Multi-Tenancy Architecture
Technical architecture of Varpulis's multi-tenancy system, covering the hierarchical tenant model, quota enforcement, billing integration, data isolation, and deployment modes.
Overview
Varpulis uses a three-tier hierarchical tenant model with isolation at every layer:
Isolation is enforced across five dimensions:
- Database — per-tenant PostgreSQL schemas (data plane), shared
publicschema (control plane) - Kubernetes — per-tenant namespaces with NetworkPolicies
- Kafka — per-tenant topic prefixes (
{slug}.*) - Pipelines — hierarchical inheritance (global → tenant → sub-tenant) with read-only enforcement
- RBAC — hierarchical roles with parent-tenant admin access to sub-tenants
Tenant Model
Hierarchy
The organization model supports a strict 3-level hierarchy:
| Level | org_type | parent_org_id | Infrastructure |
|---|---|---|---|
| Global | global | NULL | Dedicated namespace, manages all tenants |
| Tenant | tenant | Global org ID | Own namespace, schema, coordinators, Kafka prefix |
| Sub-tenant | sub_tenant | Tenant org ID | Shares parent's namespace, schema, Kafka prefix |
Constraints:
- Maximum 3 levels — sub-tenants cannot create sub-sub-tenants
- One global org per deployment (seeded at first startup)

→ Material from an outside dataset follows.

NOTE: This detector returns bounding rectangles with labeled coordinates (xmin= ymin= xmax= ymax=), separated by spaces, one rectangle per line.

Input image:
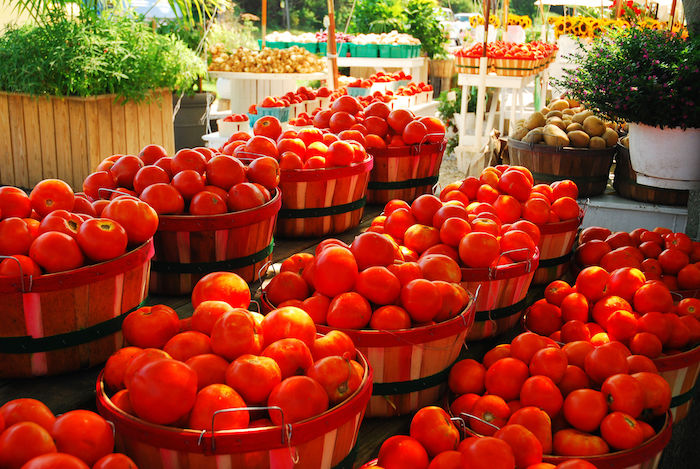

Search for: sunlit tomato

- Sub-tenants inherit parent's
db_schema,k8s_namespace, andkafka_topic_prefix
Runtime Layer
The in-memory tenant model lives in crates/varpulis-runtime/src/tenant.rs and is always active, regardless of deployment mode.
TenantManager — central registry for all tenants:
pub struct TenantManager {
tenants: HashMap<TenantId, Tenant>,
api_key_index: HashMap<String, TenantId>, // O(1) lookup
store: Option<Arc<dyn StateStore>>, // persistence backend
max_queue_depth: u64, // 0 = unlimited
pending_events: Arc<AtomicU64>, // global backpressure counter
}
pub type SharedTenantManager = Arc<RwLock<TenantManager>>;Tenant — represents one isolated tenant with its own pipeline namespace:
pub struct Tenant {
pub id: TenantId,
pub name: String,
pub api_key: String,
pub quota: TenantQuota,
pub usage: TenantUsage,
pub pipelines: HashMap<String, Pipeline>, // per-tenant namespace
pub created_at: Instant,
}Pipeline — a deployed VPL program with its own engine instance:
pub struct Pipeline {
pub id: String, // UUID
pub name: String,
pub source: String, // VPL source
pub engine: Arc<tokio::sync::Mutex<Engine>>,
pub status: PipelineStatus, // Running | Stopped | Error
pub orchestrator: Option<ContextOrchestrator>,
pub connector_registry: Option<ManagedConnectorRegistry>,
}Database Layer (SaaS)
When the saas feature is enabled and DATABASE_URL is set, Varpulis uses PostgreSQL for durable tenant state. Migrations live in crates/varpulis-db/migrations/.
Core tables:
| Table | Purpose | Key columns |
|---|---|---|
users | User accounts (OAuth + local) | id, github_id, email, username, role, email_verified |
organizations | Tenant hierarchy | id, owner_id, name, tier, status, org_type, parent_org_id, db_schema, k8s_namespace, kafka_topic_prefix |
org_members | User-org membership | org_id, user_id, role (owner/admin/member/viewer), status |
api_keys | Hashed API keys | id, org_id, key_hash (SHA-256), scopes, expires_at, revoked_at |
pipelines | Deployed pipelines | id, org_id, name, vpl_source, status, scope_level, inherited_from_org_id |
global_pipeline_templates | Admin-managed global pipelines | id, name, vpl_source, status, deployed_by |
usage_daily | Per-day event counts | org_id, date, events_processed, output_events |
All tables with org_id use ON DELETE CASCADE so removing an organization cleans up all related data.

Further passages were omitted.